Sunday, 8 November 2009

Signals from Outer Space...


I bet no-one who visits this blog ever goes right down to the bottom of the right hand margin - and I don't blame them. Few people reading through their favourite blogs have time to linger that long on any one. There's a whole list of links down there.  I suppose they're there for my own benefit as much as anybody else's - it's a convenient place to put them. They're easier to access than bookmarks, and because they're listed, I'm reminded that they're there.

I've just added one. An astronomical poem on Poet-in-Residence's blog reminded me of a page I created a long, long time ago (you can date it by the corny design): How to Receive Radio-Signals from Outer Space - with a Wok! We'd been on a visit to the Jodrell Bank Visitor Centre. It's a great place to go. Standing at the foot of the huge Lovell telescope and looking up is a breathtaking experience. I can't think of any more impressive recent man-made structure in Britain. When we got back I wondered how crude and simple a radio telescope could actually be made to work. I had a go making one out of a wok. Once I'd cobbled it together, I optimistically stalked round the garden at night in my headphones, waving the wok, but received nothing. All I proved was that someone can, for the most rational of reasons, be involved in an activity which appears, to the outsider, to be totally senseless.

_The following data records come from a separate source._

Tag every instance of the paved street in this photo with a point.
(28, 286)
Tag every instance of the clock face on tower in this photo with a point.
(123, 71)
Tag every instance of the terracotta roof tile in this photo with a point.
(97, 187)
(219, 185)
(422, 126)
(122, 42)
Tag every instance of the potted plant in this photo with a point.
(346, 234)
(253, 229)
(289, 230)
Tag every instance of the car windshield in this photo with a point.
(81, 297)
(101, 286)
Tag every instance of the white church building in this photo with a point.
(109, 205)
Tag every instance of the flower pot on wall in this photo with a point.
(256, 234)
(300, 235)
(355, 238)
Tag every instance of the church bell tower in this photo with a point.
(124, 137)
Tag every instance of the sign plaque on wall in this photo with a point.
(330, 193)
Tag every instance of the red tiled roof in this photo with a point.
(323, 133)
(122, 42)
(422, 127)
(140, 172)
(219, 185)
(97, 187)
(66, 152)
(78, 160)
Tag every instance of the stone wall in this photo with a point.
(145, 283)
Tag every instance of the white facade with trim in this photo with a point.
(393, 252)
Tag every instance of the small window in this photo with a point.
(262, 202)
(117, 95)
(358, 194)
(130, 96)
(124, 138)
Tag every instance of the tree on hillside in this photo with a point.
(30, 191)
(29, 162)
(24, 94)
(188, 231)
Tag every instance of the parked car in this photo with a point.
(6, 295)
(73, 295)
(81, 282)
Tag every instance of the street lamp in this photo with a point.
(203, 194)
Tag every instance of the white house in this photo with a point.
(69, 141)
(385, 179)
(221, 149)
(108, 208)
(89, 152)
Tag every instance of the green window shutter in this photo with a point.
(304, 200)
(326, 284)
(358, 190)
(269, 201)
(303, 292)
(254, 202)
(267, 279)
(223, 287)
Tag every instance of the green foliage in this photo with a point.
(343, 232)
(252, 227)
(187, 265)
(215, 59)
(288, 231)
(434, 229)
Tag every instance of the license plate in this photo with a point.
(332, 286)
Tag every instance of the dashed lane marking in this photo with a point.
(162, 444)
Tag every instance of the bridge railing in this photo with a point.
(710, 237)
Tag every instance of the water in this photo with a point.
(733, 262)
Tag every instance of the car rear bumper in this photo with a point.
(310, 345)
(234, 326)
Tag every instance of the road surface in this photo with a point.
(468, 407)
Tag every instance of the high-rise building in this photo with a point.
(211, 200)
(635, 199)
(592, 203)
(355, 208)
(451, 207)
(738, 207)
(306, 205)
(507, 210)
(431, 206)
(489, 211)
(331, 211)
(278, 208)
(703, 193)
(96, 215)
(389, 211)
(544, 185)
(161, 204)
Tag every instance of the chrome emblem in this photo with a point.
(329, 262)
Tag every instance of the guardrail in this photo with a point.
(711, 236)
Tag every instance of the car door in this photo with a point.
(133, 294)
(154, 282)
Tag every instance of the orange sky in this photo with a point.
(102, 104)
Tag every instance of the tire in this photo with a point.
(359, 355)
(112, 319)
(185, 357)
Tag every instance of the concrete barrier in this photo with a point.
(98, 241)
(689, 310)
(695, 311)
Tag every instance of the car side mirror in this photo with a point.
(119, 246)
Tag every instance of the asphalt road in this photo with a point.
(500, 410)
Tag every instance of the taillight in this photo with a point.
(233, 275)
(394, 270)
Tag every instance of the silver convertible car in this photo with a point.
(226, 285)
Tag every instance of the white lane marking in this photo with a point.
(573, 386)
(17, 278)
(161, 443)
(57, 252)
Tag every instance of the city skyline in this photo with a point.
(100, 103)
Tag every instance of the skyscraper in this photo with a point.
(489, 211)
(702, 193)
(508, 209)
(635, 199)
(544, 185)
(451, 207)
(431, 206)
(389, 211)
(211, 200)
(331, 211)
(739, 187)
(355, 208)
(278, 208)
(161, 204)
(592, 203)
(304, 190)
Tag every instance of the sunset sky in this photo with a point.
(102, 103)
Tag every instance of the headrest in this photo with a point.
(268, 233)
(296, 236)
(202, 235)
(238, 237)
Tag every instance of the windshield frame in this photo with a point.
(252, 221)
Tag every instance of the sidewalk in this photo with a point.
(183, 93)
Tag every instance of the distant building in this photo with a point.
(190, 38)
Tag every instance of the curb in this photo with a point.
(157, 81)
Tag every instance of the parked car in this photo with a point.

Next morning, as I was telling Karen what a dead loss it was, I waved it in front of the window to demonstrate - and it worked! Well, sort of. It wasn't sensitive enough to pick up the distant hiss of the Milky Way, but it could receive radio waves from the sun. At least it worked better than the TV camera I made, when I was six, out of a cardboard box and a toilet roll. We'd been on a visit to a TV studio: some people never grow up.

11 comments:

Poet in Residence said...

Hello Dominic. Thanks for the plug. Have you read my post Chinese Junk on Bard on the Run? Your wok-radio-telescope is real Hong Kong Biennale material. You and your experiments remind me of Benjamin Franklin with his kite. It's people like you who make the big discoveries. Maybe there's a black hole to be found in Yorkshire?

Rachel Fox said...

Lovely picture of you painted in that post. Bet you keep your kids amused (in a good way I'm sure).

Also I've been reading an interesting (but creepy) book this week called 'the Dumb House' by John Burnside. It's full of lines like "the scientist is the one for whom everything is a hypothesis, the one who is wholly dedicated to the experiment."


x

the watercats said...

When I was old enough to know better, I once tried to chase a rainbow. I had this idea that I could stand in the colours... I was old enough to know that there wouldn't be any gold, that would just be stupid!...
I was about eighteen'ish... I think I had a catastrophic failure of scientific knowledge, lol!
I was still childish enough to be dissapointed when I couldn't catch it.... !?

I think you have to do these things sometimes. What is life without dreams and futile fancies?

John Hayes said...

I love the idea of picking up radio signals with a wok. I'll have to take a stroll thru those links!

Frances said...

I think wok-waving should become the new trend.

The Weaver of Grass said...

A message from your Mother - well said Dominic. I pray that you will never totally grow up - I much prefer you the way you are - there is never a dull moment!

Dominic Rivron said...

PiR: A black hole in Yorkshire? You're feeding me a good line there, but after recently finding myself in hot water over the delights (or otherwise) of various parts of the UK on this blog, I'll resist the temptation! :)

RF: I'd like to think so. Not come across John Burnside - sounds interesting.

Watercats: No gold? There are a lot of rainbows round here, in the Dales, and they represent a major source of income.

What is life, etc.? What indeed. I suppose this "project" grew out of my interest in amateur radio. There is a lot of interest in amateur circles in seeing just how much you can achieve with a minimum of power and (probably home-made) equipment. This is usually one amateur contacting another - so why not one listening to space?

JH: Look out for -actually, you probably already know- the Utah Phillips link!

Frances: Yes. Should participants wear a hard hat?

NB Not all woks work! If they're too flat bottomed, they don't focus the waves well enough.

WG: Thank you.

Rachel Fox said...

He teaches on the creative writing course up at St Andrews and has written heaps of books but this is the first thing of his I've read too. I bought it at a sale in the town library...always a good way to try someone out on the cheap.
x

Totalfeckineejit said...

Heath Robinson lives on!

swiss said...

that sounds pretty cool. i've got a new telescope coming this week - lunar fever ahoy!

Poetikat said...

You do strike me as the sort of person I would wish to spend time with—interesting, quirky, funny and well-versed. Your family is fortunate to have you.